Не дожидаясь ответа или благодарности, он повернулся и скрылся во дворце. Но его благородный порыв слишком запоздал, и Кеннет побрел прочь, проклиная Геллиарда в душе последними словами. Неприязнь юноши к этому человеку, казалось, росла на каждом шагу.
Глава 5. После Ворчестерского сражения
Утро третьего сентября — дня столь знаменательного для Кромвеля и столь трагического для Чарльза — застало Криспина в «Митре» в компании вооруженных воинов. В качестве тоста он провозгласил:
— Смерть всем корноухим! Господа, — продолжал он, — славное начало для славного дня. Пусть Господь пошлет нам не менее славное его окончание!
Однако ему не удалось первым участвовать в сражении. До полудня его продержали во дворце, где он в раздражении ходил из комнаты в комнату, проклиная себя за то, что не находится в самой гуще битвы с Монтгомери на Поувекском мосту или с Питтискотти на Баинском холме. Но он заставил себя смириться и терпеливо ждал, когда Чарльз и его военные советники выберут направление главного удара.
Когда решение, наконец, было принято, гонцы принесли ужасные вести о том, что Монтгомери окружен, Питтискотти обращен в бегство, Дэлзиел сдался, а Кэйт захвачен в плен. Только после этого основные силы армии были собраны у Сидбурских ворот, и Криспин оказался в центральном отряде, которым командовал сам король. В последовавшей стремительной атаке, как указывают очевидцы, он был самой главной фигурой, и его голос прерывал шум битвы, подбадривая войско. Впервые за этот роковой день железные отряды Кромвеля дрогнули под натиском роялистов, которые обратили их в бегство и гнали до тех пор, пока не достигли батареи на Перри Вуд и не вышибли «круглоголовых» из их укрытий.
Это был самый решающий момент сражения, когда шансы воюющих сторон уравнялись, и, казалось, наступил долгожданный перелом.
Криспин первым ворвался на батарею и с криком: «Да здравствует кавалерия!» — зарубил двух артиллеристов, не успевших покинуть свои орудия. Этот крик был подхвачен сотнями голосов роялистов, ворвавшихся на захваченные позиции. С одной стороны короля поддерживал граф Гамильтон, с другой — герцог Дебри. Дело оставалось только за шотландской конницей Десли, которая должна была обойти парламентское войско с флангов и завершить его окружение. Считается, что если бы они выступили в этот самый момент, исход битвы при Ворчестере был бы иным.
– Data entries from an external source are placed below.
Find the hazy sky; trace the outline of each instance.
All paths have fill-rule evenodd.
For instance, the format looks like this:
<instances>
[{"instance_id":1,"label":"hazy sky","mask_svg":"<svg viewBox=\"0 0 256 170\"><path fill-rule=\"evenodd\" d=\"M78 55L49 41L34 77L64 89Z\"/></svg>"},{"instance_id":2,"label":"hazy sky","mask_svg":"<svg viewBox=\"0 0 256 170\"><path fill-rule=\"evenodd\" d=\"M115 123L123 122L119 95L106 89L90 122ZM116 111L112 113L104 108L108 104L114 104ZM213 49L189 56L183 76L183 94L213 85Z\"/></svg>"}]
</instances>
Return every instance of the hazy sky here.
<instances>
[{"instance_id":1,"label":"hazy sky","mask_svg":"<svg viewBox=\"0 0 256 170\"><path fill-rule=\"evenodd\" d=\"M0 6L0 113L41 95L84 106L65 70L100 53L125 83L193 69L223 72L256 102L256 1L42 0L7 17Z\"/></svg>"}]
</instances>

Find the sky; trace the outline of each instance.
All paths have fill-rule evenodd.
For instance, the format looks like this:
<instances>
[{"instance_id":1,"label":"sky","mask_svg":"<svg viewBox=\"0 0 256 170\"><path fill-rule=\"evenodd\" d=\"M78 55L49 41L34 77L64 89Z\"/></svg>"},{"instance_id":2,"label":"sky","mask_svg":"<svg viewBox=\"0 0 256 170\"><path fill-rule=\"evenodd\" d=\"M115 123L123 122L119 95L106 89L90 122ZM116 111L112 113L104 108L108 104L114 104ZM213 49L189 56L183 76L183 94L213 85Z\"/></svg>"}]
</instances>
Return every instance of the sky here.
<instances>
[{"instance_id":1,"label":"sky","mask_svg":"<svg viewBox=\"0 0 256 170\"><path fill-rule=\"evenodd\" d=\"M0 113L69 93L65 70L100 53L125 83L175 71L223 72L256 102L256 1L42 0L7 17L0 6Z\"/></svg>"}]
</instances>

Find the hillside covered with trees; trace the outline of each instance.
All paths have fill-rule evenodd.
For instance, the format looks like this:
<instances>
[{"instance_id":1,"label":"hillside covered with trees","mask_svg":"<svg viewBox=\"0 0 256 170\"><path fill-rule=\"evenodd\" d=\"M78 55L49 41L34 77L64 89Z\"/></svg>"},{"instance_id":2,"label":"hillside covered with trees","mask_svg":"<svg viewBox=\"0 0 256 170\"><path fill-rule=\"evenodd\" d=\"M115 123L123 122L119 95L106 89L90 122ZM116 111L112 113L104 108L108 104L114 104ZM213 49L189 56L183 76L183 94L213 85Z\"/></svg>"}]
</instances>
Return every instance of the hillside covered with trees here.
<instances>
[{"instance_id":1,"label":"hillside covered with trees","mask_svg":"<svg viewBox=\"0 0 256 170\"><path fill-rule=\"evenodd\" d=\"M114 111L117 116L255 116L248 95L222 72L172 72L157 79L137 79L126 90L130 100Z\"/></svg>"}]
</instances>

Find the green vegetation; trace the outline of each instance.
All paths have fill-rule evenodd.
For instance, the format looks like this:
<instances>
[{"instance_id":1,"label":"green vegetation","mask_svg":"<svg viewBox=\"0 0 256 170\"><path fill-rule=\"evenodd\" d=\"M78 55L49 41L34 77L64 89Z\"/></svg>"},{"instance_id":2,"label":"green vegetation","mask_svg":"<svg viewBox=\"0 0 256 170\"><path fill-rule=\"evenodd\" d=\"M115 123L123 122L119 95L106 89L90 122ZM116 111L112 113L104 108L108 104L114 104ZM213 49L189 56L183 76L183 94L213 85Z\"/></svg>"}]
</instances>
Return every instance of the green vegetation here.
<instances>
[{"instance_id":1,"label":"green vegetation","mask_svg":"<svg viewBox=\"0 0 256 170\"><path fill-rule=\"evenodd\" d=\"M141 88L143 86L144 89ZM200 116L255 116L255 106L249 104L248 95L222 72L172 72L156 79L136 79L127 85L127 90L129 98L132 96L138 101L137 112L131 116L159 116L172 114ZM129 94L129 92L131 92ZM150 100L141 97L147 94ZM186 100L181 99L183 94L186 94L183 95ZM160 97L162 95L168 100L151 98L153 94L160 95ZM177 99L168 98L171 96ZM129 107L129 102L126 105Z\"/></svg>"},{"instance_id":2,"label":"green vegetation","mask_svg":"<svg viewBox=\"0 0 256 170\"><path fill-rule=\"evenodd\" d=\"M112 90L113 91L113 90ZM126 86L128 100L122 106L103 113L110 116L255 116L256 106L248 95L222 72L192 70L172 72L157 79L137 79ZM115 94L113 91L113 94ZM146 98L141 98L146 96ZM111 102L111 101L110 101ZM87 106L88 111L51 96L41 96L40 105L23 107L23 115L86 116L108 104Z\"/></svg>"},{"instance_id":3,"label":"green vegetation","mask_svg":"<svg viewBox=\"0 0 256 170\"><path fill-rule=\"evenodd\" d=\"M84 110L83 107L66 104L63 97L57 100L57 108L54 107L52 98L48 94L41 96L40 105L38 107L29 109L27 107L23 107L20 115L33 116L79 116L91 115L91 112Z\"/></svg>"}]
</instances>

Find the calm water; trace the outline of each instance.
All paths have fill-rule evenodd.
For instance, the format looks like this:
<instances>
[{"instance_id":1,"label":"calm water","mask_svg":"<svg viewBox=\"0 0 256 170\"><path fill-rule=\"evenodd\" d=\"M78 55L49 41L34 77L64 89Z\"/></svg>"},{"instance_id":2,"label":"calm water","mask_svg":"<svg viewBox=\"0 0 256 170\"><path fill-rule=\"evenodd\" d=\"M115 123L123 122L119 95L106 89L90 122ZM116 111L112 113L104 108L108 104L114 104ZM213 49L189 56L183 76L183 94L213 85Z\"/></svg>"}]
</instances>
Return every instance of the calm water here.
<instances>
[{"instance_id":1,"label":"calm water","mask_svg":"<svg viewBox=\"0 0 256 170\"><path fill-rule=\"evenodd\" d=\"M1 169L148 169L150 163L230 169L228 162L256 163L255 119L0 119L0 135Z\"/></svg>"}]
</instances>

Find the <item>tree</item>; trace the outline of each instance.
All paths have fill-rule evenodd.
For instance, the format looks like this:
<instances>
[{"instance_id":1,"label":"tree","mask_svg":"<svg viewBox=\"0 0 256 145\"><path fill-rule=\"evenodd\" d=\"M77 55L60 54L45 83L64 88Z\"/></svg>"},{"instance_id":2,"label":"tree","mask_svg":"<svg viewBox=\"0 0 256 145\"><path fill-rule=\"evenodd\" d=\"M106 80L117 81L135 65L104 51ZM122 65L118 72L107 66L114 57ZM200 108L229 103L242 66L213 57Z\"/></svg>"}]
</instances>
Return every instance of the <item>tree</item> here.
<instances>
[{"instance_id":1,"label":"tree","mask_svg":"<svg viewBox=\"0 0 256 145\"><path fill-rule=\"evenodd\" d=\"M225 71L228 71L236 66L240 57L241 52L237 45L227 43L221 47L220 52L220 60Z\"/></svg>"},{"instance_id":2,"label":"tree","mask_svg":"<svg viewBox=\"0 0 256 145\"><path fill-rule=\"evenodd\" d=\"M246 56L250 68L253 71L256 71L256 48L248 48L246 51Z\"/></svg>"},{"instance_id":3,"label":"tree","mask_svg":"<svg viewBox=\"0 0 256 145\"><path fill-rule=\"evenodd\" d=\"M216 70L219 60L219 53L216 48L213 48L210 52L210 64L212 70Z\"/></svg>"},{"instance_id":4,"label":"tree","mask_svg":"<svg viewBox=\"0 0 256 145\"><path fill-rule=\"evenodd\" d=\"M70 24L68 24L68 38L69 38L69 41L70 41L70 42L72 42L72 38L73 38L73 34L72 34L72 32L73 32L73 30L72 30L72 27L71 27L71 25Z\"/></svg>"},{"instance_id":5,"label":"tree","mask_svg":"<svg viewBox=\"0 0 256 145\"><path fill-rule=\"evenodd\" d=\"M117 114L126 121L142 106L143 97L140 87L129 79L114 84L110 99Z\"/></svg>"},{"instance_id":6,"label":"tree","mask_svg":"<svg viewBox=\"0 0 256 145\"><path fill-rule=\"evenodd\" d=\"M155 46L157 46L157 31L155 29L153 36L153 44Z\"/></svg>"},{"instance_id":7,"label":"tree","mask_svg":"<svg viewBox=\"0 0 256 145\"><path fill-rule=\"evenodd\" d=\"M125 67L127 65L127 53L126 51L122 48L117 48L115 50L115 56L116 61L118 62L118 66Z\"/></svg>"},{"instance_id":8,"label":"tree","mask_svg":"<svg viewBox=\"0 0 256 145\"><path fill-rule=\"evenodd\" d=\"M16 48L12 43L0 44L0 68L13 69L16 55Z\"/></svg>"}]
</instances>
Но шотландская конница не двинулась с места, и те, кто продолжал оборонять Перри Вуд, проклинали Лесли за предательство.
К своему горькому разочарованию роялисты осознали, что все их огромные усилия были напрасны и атака не возымела должного успеха. Лишенные поддержки, они не смогут долго удерживать захваченные позиции.
И вскоре, когда Кромвель собрал своих рассеянных «железнобоких» и обрушил конницу на королевское войско, роялистов быстро оттеснили с холма обратно к Ворчестеру. Отбиваясь от наседающих «круглоголовых», остатки королевской армии собрались у Сидбурских ворот, но проход в город был загорожен перевернутыми военными фургонами. Оказавшись в затруднительном положении, они не стали пытаться устранить препятствие, а повернулись лицом к противнику, чтобы дать свой последний бой пуританам.
Чарльз соскочил со своего боевого коня и влез на заграждение. За ним последовали несколько человек, охраняющих короля, в том числе и Криспин.
На улице Хай-стрит Геллиард натолкнулся на молодого короля, сидящего верхом на свежей лошади и отдававшего приказания отряду шотландских стрелков. Солдаты стояли в угрюмом молчании, побросав на землю оружие, отказываясь подчиняться командам и помогать королю в его последней попытке повернуть ход сражения вспять. При виде подобной измены Криспина охватил гнев. Он разразился крепкой бранью в адрес Шотландии и шотландцев вообще, их церковного комитета, который сделал их козлами отпущения, и шотландской конницы Лесли в особенности.
Его слова, полные горечи и презрения, были способны пробудить совесть даже у самых закоренелых негодяев. Он все продолжал осыпать их оскорблениями, когда в город ворвался полковник Прайд с войсками Парламента, которым удалось преодолеть последний заслон королевских защитников у Сидбурских ворот.
Услышав об этом, Криспин в последний раз воззвал к совести шотландских стрелков.
— К оружию, вы, шотландские трусы! — грозно прокричал он. — Или вы предпочитаете, чтобы вас изрубили на месте? К оружию, собаки, и если вы не умеете жить достойно, то хоть умрите с честью!